Stata quick guide

Lane Kenworthy
January 2020

HELP

Getting help

  • Type help command (e.g., help regress); then Enter. If you don’t know the command name, type lookup topic (e.g., lookup regression).
  • Email: tech-support@stata.com. Put your Stata serial # in the subject line of the email.

STARTING AND EXITING STATA

To start

  • Double-click on the Stata icon or on a Stata dataset.

To quit

  • Stata menu –> Quit Stata.

UPDATING STATA

Type update all; then Enter.

SETTING THE “SCHEME”

Type set scheme s1mono, permanently; then Enter. To see other schemes: help scheme.

COMMANDS

Use commands rather than point-and-click. Nearly everything in Stata can be done via the menus. But you’re better off typing commands into a word processing file and saving them, then cutting-and-pasting them into the Stata “Command” window.
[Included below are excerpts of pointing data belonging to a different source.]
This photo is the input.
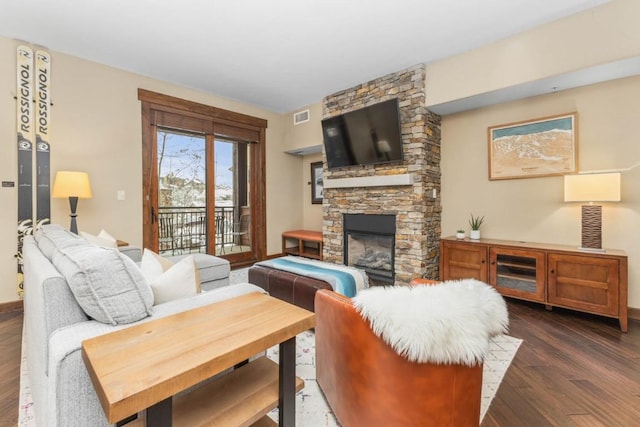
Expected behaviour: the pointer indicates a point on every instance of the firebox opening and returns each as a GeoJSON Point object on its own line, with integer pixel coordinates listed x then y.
{"type": "Point", "coordinates": [369, 244]}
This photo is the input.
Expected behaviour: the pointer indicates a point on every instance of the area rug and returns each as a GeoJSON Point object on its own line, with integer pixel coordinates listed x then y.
{"type": "Point", "coordinates": [311, 408]}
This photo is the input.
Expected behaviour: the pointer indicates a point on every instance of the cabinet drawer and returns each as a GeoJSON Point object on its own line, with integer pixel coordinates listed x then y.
{"type": "Point", "coordinates": [464, 261]}
{"type": "Point", "coordinates": [586, 283]}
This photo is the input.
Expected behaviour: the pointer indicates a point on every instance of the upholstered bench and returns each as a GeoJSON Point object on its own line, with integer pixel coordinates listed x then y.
{"type": "Point", "coordinates": [290, 287]}
{"type": "Point", "coordinates": [297, 279]}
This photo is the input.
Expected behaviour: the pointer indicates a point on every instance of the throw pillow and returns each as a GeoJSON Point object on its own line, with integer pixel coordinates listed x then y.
{"type": "Point", "coordinates": [169, 281]}
{"type": "Point", "coordinates": [103, 239]}
{"type": "Point", "coordinates": [52, 236]}
{"type": "Point", "coordinates": [108, 286]}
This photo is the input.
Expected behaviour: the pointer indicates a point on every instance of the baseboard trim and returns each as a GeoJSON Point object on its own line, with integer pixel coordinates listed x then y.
{"type": "Point", "coordinates": [11, 306]}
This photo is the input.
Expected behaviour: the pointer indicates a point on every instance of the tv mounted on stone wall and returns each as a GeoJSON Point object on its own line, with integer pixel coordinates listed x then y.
{"type": "Point", "coordinates": [370, 135]}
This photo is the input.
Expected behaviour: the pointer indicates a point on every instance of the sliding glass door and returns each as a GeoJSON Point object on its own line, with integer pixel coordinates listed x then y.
{"type": "Point", "coordinates": [203, 181]}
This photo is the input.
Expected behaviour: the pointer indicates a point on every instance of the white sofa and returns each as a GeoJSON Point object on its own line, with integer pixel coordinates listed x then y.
{"type": "Point", "coordinates": [56, 325]}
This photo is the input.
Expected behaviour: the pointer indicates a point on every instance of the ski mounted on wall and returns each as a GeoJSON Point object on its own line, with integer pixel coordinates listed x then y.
{"type": "Point", "coordinates": [24, 131]}
{"type": "Point", "coordinates": [42, 123]}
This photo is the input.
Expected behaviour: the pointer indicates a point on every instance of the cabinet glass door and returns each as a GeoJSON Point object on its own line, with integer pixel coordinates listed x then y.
{"type": "Point", "coordinates": [518, 273]}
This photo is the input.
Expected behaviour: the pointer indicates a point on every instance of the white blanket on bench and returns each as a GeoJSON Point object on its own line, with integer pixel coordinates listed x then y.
{"type": "Point", "coordinates": [344, 280]}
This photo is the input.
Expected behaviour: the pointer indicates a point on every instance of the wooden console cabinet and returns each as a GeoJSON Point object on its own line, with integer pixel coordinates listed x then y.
{"type": "Point", "coordinates": [555, 275]}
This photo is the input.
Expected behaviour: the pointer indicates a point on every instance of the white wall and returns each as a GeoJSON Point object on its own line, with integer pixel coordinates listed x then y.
{"type": "Point", "coordinates": [533, 209]}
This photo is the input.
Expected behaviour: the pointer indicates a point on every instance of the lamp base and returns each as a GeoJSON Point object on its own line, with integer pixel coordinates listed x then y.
{"type": "Point", "coordinates": [592, 227]}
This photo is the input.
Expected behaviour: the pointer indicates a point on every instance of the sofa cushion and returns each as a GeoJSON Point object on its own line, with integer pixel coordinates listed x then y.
{"type": "Point", "coordinates": [209, 267]}
{"type": "Point", "coordinates": [108, 286]}
{"type": "Point", "coordinates": [52, 236]}
{"type": "Point", "coordinates": [102, 239]}
{"type": "Point", "coordinates": [169, 281]}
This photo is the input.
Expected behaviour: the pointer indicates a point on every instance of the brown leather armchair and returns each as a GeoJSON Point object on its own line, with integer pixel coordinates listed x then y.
{"type": "Point", "coordinates": [367, 383]}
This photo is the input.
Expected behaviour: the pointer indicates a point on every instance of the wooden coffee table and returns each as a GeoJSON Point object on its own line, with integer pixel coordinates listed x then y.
{"type": "Point", "coordinates": [142, 367]}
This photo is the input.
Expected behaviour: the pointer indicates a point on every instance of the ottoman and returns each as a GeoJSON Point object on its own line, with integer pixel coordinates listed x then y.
{"type": "Point", "coordinates": [290, 287]}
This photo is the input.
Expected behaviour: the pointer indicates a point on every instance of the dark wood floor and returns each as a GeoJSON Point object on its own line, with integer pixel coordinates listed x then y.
{"type": "Point", "coordinates": [571, 370]}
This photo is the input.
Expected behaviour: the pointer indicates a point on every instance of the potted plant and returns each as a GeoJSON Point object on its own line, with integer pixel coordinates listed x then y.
{"type": "Point", "coordinates": [475, 222]}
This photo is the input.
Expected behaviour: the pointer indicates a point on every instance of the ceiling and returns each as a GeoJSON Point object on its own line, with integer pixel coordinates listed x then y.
{"type": "Point", "coordinates": [280, 54]}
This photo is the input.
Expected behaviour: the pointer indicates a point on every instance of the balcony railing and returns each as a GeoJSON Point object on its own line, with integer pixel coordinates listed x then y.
{"type": "Point", "coordinates": [183, 230]}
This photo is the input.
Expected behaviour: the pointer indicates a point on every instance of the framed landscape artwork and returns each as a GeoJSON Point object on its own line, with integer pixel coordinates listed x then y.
{"type": "Point", "coordinates": [316, 183]}
{"type": "Point", "coordinates": [533, 148]}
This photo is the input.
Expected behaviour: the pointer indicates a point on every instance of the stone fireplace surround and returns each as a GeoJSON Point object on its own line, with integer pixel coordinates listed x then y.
{"type": "Point", "coordinates": [414, 202]}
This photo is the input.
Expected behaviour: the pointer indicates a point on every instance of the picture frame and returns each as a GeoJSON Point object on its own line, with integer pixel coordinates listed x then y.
{"type": "Point", "coordinates": [317, 183]}
{"type": "Point", "coordinates": [545, 146]}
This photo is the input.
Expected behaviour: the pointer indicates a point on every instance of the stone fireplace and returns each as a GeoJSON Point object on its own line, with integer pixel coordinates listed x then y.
{"type": "Point", "coordinates": [369, 244]}
{"type": "Point", "coordinates": [408, 191]}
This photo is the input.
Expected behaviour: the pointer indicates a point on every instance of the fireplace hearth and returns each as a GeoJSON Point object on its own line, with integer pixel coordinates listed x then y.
{"type": "Point", "coordinates": [369, 242]}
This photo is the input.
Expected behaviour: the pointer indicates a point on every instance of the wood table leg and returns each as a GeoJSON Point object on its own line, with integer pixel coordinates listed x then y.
{"type": "Point", "coordinates": [287, 385]}
{"type": "Point", "coordinates": [160, 414]}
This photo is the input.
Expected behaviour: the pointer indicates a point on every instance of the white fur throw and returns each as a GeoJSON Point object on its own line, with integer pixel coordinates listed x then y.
{"type": "Point", "coordinates": [446, 323]}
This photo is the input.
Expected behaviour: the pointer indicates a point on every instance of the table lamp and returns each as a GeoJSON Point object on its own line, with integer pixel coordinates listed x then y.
{"type": "Point", "coordinates": [74, 185]}
{"type": "Point", "coordinates": [593, 187]}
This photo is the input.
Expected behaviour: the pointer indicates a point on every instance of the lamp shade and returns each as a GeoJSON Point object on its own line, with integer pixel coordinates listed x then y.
{"type": "Point", "coordinates": [72, 184]}
{"type": "Point", "coordinates": [596, 187]}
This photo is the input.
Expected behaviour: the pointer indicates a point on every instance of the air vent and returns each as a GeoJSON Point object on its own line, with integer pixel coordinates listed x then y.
{"type": "Point", "coordinates": [301, 117]}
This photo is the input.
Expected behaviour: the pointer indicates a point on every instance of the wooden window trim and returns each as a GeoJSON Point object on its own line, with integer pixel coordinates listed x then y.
{"type": "Point", "coordinates": [246, 127]}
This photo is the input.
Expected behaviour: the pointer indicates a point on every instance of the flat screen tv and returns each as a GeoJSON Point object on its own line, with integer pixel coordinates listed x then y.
{"type": "Point", "coordinates": [362, 137]}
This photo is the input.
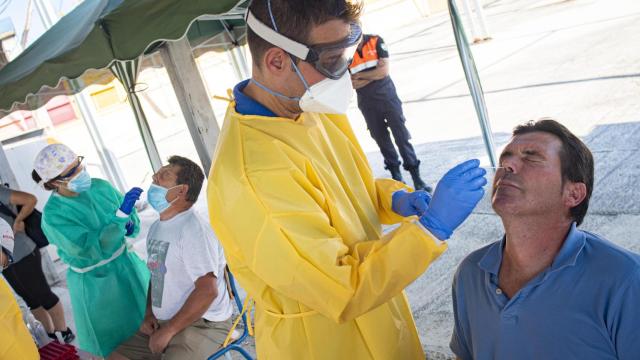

How to enter commands in the “Command” window

  • Type the command or paste it in; then Enter.
  • To repeat an earlier command without having to retype it: Look at the list of your previous commands in the “History” window and click on the one you want; then Enter.

DATA FILES

Creating and opening data files

  • To create a new data file: Click on the “Data Editor” toolbar button (or Data menu –> Data Editor –> Data Editor (Edit)).
  • To get into an existing data file: Click on the “Open” toolbar button (or File menu –> Open) and select the file.

Saving a data file

  • To save a data file: Exit the data editor by clicking on the X in the upper-left corner of the Stata screen, then File menu –> Save.
  • The extension for Stata data files is .dta.

Entering data

  • Type it in manually: In a Stata data file, type the datum in the appropriate cell, then Enter.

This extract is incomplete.